REGIÓN. Rousseff se comprometió a fortalecer las instituciones del Mercosur y la Unión de Naciones Suramericanas (Unasur) en Sudámerica y también las relaciones con el resto de países de América Latina, Caribe, África, Medio Oriente y Asia. «Estamos seguros que con Dilma Rousseff, esa luchadora infinita, vamos a continuar construyendo el eje Caracas-Brasilia», afirmó el presidente venezolano, Hugo Chávez, que asistió a la investidura, como sus pares chileno Sebastián Piñera, colombiano Juan Manuel Santos, paraguayo Fernando Lugo y uruguayo José Mujica.

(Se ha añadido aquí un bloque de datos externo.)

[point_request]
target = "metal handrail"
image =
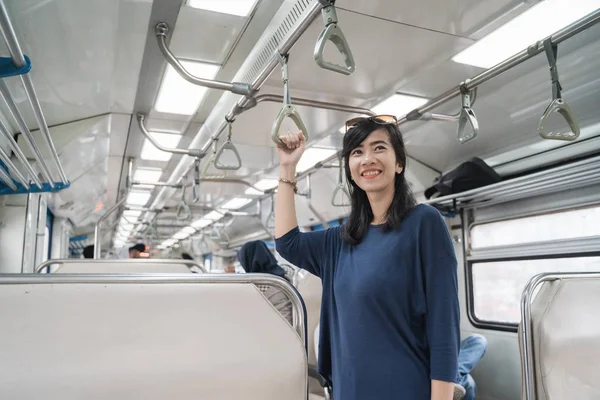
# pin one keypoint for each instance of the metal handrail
(19, 61)
(189, 263)
(526, 334)
(522, 56)
(188, 152)
(298, 310)
(161, 30)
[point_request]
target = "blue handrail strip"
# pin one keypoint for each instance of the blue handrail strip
(4, 189)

«Profundizaremos las relaciones con EEUU y la Unión Europea», dijo Rousseff al asumir el cargo. Por ello designó al ex embajador brasileño en Washington, Antonio Patriota, al frente del Ministerio de Relaciones Exteriores. Al final de su mandato, Lula criticó a Barack Obama por no acercarse a América Latina, y las relaciones Brasil-EEUU se enfriaron. La secretaria de Estado estadounidense, Hillary Clinton, viajó a la posesión de Rousseff en Brasilia con un mensaje promisorio. «Brasil es un socio esencial en el continente y en el mundo, y EEUU está empeñado en profundizar nuestras relaciones (…) aguarda la oportunidad de trabajar con la presidenta Dilma Rousseff y su gobierno», dice una nota del Departamento de Estado norteamericano.
Tensión en la relación con Italia
Funcionarios del nuevo Gobierno brasileño respaldaron la decisión de Lula de no extraditar al ex activista italiano Cesare Battisti. En Italia se estudia elevar el caso a la Corte de La Haya.